Decisão foi alvo de discussões entre juristas, principalmente por promover espetacularização
Por Karolina Silva*
Desde 2018, as paraibanas e paraibanos passaram a se acostumar com notícias referentes a investigações de corrupção nos quadros do governo do Estado. A maioria dessas notícias relaciona-se com a operação Calvário.
O que é a operação Calvário?
É uma força tarefa conjunta entre os Ministérios Públicos dos Estados da Paraíba e do Rio de Janeiro e da Polícia Federal e que investiga supostos desvios de recursos públicos em contratos com a Cruz Vermelha Brasileira (CVB).
A primeira fase da operação foi deflagrada em dezembro de 2018 e cumpriu mandados de busca e apreensão e de prisão preventiva contra 11 pessoas. Porém, foi em dezembro de 2019 que a operação passou a receber mais atenção.
Na ocasião, uma decisão do desembargador do Tribunal de Justiça da Paraíba, Ricardo Vital de Almeida, autorizou a prisão preventiva de 17 pessoas, dentre elas Ricardo Coutinho, ex-governador do estado, e outros nomes da sua base aliada, tais como a deputada estadual Estela Bezerra e Márcia Lucena, prefeita da cidade do Conde. Além da busca e apreensão contra a deputada estadual Cida Ramos e o atual governador do Estado, João Azevedo.
A repercussão foi imediata. Os jornais locais acompanharam, durante todo o dia, os andamentos do cumprimento da decisão do desembargador. À época, Ricardo Coutinho estava em viagem ao exterior e seu nome foi incluído na lista de procurados da Interpol (Organização Internacional de Polícia Criminal), sendo preso dois dias depois quando chegou ao aeroporto do Rio Grande do Norte.
Por que essa operação tem sido criticada?
A decisão foi alvo de diversas discussões entre juristas, principalmente por promover espetacularização, interpretações e práticas que eram aplicadas na operação Lava Jato.
É por isso que, tanto para a Lava Jato como, agora, para a Calvário, vêm-se usando o termo lawfare, que significa “o uso estratégico do direito para fins de deslegitimar, prejudicar ou aniquilar um inimigo”, em explicação às motivações investigativas contra lideranças políticas acusadas nas operações.
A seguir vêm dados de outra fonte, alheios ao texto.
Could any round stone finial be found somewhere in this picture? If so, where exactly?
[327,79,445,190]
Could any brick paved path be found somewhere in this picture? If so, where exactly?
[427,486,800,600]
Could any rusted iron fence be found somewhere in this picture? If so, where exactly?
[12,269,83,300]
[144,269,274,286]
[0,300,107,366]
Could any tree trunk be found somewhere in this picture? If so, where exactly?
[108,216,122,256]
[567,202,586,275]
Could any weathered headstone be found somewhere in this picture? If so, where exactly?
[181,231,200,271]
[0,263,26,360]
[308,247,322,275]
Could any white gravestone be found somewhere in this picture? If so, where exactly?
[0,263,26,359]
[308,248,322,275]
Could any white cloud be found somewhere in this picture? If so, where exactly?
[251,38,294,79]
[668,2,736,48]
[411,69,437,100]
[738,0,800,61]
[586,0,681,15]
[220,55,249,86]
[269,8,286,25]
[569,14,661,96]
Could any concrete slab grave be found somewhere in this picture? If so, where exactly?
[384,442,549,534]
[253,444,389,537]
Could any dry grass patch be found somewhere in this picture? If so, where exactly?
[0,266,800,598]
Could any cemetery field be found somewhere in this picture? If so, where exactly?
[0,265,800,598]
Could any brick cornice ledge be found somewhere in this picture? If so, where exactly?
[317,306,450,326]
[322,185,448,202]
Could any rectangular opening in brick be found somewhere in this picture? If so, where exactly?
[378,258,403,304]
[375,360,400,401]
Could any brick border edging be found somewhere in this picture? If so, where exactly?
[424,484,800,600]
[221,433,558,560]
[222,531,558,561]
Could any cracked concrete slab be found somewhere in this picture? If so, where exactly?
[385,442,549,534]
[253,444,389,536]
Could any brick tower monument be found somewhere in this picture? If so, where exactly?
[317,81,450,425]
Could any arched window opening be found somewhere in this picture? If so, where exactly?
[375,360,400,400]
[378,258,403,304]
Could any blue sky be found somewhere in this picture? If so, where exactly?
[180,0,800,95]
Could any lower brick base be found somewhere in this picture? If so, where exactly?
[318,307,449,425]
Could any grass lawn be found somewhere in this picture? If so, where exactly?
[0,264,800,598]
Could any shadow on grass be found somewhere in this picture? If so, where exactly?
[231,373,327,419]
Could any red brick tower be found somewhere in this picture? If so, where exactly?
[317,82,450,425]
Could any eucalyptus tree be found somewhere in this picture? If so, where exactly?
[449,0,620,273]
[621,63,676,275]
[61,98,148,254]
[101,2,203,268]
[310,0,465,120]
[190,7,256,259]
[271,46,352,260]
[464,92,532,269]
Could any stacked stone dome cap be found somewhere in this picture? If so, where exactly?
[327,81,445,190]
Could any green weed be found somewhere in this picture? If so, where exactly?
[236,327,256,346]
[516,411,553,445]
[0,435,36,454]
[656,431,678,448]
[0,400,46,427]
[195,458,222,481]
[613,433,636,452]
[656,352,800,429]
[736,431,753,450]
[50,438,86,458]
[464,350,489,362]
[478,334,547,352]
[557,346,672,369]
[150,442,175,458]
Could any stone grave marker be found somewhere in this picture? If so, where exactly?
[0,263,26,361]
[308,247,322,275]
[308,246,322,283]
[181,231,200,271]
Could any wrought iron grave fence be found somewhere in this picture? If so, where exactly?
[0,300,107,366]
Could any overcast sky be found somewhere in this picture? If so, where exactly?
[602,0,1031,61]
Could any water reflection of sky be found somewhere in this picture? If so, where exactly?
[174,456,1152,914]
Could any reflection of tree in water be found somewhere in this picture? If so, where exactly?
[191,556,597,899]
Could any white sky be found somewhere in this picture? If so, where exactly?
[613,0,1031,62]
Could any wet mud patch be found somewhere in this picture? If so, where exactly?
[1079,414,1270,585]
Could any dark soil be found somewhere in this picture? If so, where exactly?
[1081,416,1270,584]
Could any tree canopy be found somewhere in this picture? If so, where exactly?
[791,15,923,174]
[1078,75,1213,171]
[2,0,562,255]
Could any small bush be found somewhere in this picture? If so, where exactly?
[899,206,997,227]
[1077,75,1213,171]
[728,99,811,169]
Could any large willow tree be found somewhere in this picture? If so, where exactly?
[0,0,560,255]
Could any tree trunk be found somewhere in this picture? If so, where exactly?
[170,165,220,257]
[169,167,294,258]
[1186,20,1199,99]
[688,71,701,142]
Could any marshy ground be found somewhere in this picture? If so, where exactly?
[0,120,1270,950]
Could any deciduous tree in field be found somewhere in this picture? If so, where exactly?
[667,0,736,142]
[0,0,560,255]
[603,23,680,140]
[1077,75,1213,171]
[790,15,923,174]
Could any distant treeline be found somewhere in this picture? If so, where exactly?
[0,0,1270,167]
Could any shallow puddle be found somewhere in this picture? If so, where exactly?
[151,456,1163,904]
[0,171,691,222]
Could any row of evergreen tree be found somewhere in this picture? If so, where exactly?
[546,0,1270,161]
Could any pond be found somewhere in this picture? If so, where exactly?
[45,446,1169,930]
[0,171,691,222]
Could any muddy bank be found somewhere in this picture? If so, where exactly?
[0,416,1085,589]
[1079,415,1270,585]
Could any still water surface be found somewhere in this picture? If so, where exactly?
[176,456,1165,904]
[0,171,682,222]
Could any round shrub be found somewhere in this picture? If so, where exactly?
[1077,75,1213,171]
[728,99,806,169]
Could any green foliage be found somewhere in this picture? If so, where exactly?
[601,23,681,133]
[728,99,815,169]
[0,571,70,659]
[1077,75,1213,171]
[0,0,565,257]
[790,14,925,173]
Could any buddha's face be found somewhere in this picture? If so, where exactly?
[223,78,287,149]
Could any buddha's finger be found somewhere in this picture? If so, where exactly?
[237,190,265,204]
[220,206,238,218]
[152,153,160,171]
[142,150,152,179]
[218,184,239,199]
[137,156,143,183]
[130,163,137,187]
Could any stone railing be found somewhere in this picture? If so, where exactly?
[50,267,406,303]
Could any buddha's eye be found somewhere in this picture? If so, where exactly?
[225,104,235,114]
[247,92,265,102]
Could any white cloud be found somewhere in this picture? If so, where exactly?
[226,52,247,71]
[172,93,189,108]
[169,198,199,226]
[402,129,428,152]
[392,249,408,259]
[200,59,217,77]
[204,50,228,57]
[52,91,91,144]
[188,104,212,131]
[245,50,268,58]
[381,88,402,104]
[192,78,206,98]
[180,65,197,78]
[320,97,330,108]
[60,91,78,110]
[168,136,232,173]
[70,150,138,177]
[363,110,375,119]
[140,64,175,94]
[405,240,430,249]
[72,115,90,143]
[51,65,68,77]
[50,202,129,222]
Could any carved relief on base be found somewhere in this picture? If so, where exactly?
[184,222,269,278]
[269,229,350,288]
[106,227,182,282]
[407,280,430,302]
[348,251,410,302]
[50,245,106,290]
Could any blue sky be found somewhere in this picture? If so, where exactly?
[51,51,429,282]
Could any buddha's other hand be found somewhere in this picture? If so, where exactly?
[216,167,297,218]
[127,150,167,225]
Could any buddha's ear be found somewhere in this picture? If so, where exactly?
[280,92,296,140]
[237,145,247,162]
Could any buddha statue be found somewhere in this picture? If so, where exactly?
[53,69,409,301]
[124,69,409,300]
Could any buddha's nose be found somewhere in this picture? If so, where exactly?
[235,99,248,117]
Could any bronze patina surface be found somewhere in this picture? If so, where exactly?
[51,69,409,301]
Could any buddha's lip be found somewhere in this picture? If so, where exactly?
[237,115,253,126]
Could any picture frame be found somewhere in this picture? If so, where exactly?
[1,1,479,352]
Dito de outra forma, trata-se da utilização do direito como instrumento de perseguição.
Como o direito tem sido utilizado como instrumento de perseguição?
Um exemplo foi o mandado de prisão preventiva contra Ricardo Coutinho, fundamentado em delações premiadas de investigados presos.
Por um lado, da leitura da Lei 12.850/2013 - que prevê a colaboração - conclui-se que, sozinha, ela não pode fundamentar decisão e que o seu sigilo será mantido até o recebimento da denúncia, pois é um meio de obtenção de prova.
Por outro lado, questiona-se quão voluntária é a delação de acusados que estiveram presos. É que a prisão preventiva pressionaria o recluso para se atingir a delação, assim como, no sistema inquisitório, aplicava-se a tortura com o objetivo de obter a confissão do acusado.
Este é apenas um exemplo de variadas inovações no direito apontadas por juristas que ocorreram na operação Calvário. Mas, mesmo que a perseguição jurídica da Calvário aconteça contra agentes públicos que não pertencem à mesma classe socioeconômica da maioria da população, é esta quem mais sentirá os ataques aos direitos ocorridos nesta sanha desenfreada sob pretexto do combate à corrupção.
Os direitos democráticos estão em risco com a Operação Calvário?
A relativização de teses jurídicas em casos de grande repercussão contra fortes lideranças políticas legitima que as mesmas práticas sejam aplicadas no dia-a-dia da justiça contra pessoas comuns e, na maioria das vezes, sem a mesma oportunidade de defesa.
A grande repercussão das operações Lava Jato e Calvário neste contexto atual do Brasil também revela a manobra para fortalecer o autoritarismo e a repressão contra a população. Tanto é que, nos últimos anos, novos projetos de lei que visam endurecer a punição estão cada vez mais em pauta, como foi o caso, por exemplo, do pacote anticrime (Lei 13.964/2019) e dos projetos que tramitam nas casas legislativas para a legalização da prisão antes do trânsito em julgado do processo.
Além disso, o lawfare empregado nessas operações é a regra do que acontece no cotidiano contra a população marginalizada, como no caso de Rafael Braga, catador de materiais recicláveis preso de maneira arbitraria em 2013 no Rio de Janeiro. Em contrapartida, os poderosos conseguem celebrar a delação premiada e se livram das prisões; alguns deles até mesmo descumprem as condições do acordo sem sofrer consequências, tal como Alberto Youssef, doleiro preso na operação Lava Jato.
Antes mesmo de alguns políticos serem considerados uma ameaça às elites que detém o poder, outros grupos sociais já eram representados como inimigos. Mas, neste caso, o aspecto subjetivo do julgador, reconhecido na própria lei, já servia para encarcerar, em quantidade amplamente superior, pessoas pobres, pretas e marginalizadas.
A bandeira do combate à corrupção não declara o seu real propósito e ele é: enfraquecer politicamente os inimigos e negar direitos e garantias individuais à população, como o direito ao devido processo legal.